One of the things the Zoe ladies and I have been brainstorming about is related to a Customer Rewards Program.  And as you've probably picked up in my prior posts along this adventure, my personal biases tend to be reflected in the decisions that I make for the store.  Good or bad, it is a fact.

So what do I think makes a good customer rewards program (for me?)

1) It has to be simple.  I don't want to have to think about it.  I don't want to have to track anything on my own or have expiration dates or have to click on a link and do something twice and then come into the store.  I hate complicated.

2) It has to give me something I care about and will use (and has to make it easy to use it).  I used to travel a great deal in a previous job.  I amassed a large number of Marriott points (their hotels are everywhere - no matter how large or small the locale) and significant frequent flyer status on United (helpful because Dulles is one of their hubs and they went everywhere I needed to go).  Adding to my points balance required no effort from me (except to remember to reference my rewards number when booking reservations) and redeeming them was also simple.  Go online, submit the request, receive confirmation, enjoy. 

3) It needs to make me feel special.  Now, let me be clear.  The silly "red carpet" and a different "lane" to board the plane in the United gate area did NOT make me feel special.  Getting to go through a shorter security line and check baggage for free...that made me feel special. 

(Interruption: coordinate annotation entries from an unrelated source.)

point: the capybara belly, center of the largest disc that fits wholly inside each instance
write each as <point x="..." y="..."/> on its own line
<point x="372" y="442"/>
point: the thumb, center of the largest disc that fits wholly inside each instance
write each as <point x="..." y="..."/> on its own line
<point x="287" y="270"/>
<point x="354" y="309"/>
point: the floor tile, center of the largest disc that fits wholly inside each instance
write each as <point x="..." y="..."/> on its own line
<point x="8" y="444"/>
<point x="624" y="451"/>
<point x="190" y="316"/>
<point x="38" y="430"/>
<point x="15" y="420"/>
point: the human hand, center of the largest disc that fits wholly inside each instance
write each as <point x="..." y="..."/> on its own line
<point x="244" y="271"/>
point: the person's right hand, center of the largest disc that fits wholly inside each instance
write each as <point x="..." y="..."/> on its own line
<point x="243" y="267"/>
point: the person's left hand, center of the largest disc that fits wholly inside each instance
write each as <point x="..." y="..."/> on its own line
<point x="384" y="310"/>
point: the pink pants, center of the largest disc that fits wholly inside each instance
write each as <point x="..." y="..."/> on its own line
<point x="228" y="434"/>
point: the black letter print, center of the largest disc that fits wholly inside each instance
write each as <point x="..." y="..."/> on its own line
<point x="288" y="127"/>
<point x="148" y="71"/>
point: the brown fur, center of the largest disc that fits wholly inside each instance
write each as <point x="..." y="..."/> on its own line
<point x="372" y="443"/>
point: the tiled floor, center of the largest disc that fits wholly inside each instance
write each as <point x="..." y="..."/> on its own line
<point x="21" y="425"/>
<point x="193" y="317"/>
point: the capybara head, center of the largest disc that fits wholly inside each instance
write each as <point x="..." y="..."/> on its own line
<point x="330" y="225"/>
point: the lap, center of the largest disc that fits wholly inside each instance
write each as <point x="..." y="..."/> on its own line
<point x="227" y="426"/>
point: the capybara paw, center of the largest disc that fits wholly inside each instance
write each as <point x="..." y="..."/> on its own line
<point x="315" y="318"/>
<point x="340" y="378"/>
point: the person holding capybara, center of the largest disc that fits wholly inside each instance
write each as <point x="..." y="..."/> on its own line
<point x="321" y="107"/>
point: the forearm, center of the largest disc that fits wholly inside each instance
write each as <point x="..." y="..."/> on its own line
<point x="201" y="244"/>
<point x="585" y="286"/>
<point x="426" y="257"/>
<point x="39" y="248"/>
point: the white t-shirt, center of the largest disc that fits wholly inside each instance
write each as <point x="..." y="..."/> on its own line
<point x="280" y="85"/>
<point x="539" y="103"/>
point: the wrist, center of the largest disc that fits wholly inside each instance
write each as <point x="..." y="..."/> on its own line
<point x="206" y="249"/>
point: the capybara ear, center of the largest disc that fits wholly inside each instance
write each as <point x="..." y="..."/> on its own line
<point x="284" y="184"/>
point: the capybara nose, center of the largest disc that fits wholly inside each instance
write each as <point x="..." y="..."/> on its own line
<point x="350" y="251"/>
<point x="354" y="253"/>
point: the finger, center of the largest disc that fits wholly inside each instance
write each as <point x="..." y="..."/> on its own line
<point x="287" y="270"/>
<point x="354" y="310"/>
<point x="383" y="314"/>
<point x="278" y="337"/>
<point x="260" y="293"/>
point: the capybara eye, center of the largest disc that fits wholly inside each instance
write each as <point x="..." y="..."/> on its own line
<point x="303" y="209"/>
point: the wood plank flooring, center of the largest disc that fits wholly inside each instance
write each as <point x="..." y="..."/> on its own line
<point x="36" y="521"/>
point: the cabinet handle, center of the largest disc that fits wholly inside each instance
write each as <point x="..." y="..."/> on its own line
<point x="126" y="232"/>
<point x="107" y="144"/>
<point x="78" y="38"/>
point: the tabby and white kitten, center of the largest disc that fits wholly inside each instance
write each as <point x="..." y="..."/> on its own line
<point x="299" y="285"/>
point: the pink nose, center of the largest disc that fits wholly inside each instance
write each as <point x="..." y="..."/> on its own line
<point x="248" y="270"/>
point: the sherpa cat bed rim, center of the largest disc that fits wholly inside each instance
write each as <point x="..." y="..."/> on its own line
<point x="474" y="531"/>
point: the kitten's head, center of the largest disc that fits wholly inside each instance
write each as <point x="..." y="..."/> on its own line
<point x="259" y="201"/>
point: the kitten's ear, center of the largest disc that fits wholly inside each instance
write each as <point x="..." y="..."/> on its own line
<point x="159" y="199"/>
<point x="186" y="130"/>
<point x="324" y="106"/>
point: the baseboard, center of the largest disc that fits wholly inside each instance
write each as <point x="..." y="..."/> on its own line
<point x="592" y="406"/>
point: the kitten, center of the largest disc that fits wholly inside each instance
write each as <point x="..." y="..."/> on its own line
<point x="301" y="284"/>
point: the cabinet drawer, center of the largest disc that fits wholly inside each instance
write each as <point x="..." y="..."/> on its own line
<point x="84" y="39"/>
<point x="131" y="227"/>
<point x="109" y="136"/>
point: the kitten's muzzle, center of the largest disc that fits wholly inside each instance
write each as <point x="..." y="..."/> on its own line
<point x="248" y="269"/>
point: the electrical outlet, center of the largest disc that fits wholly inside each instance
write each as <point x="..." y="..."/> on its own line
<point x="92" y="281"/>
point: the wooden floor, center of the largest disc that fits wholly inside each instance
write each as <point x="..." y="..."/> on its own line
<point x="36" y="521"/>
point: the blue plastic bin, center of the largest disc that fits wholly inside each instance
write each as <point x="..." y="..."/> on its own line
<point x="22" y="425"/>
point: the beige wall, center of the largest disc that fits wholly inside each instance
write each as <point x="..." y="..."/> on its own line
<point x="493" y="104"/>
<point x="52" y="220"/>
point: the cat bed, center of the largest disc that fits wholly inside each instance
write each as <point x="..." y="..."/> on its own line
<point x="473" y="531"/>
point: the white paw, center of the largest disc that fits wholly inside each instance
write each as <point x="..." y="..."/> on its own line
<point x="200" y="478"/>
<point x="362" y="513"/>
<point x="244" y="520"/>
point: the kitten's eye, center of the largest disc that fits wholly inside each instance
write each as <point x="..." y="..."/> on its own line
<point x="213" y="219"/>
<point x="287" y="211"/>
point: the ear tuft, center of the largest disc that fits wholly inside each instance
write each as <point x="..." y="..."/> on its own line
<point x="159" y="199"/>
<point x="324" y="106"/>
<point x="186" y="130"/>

Probably my biggest customer rewards program now (besides Starbucks) is Amtrak.  Although I don't travel enough to make any sort of Elite Status, I do build points that I could cash in for a free trip.  I can get excited about that.

So I think about all these things when I think about what might make sense to reward Zoe's wonderful customers.  And I think about...what do we do today?

We offer a bag discount - if you bring your Zoe bag when you come shopping with us, we offer you a 5% discount on your purchase.  The bags are really nice and are reusable.  But I realize not everyone wants to carry their Zoe bag around.  But we do have a core group of customers who loyally bring in their bags when they shop with us.  (I love it!)

For those customers who sign up on our email list and give us their birthday month, we offer a 15% discount in their birthday month (doesn't matter whether it is sale or full price item...and we layer it on top of any other discount going on at the time). 

We have certain things we do for customers, depending on how they choose to interact with us - if you are on our Facebook page or follow us on Twitter, we sometimes have short term contests or giveaways.  But if you follow us on email, sometimes you know about events before everyone else.  Or you are eligible to win a $100 Gift Card that we give away at the end of every quarter.  Or you might win prizes from attending an in-store event. 

But how does all this translate into building a Loyalty Program that is meaningful to Zoe's customers?  (and, conversely, to the business?)  I have some ideas but would love your feedback.  What makes for a great loyalty program in your eyes?

Next Up:  Warehouse Sale - Year Two


  1. I agree, I like simple. Let me use my phone number or email address instead of giving me a new customer number. And I like feeling rewarded. One of the happiest emails I used to get was the "You've earned a free flight!" email from Southwest (boo Southwest for your new program). Somehow getting something tangible (instead of a discount) feels more fun for me.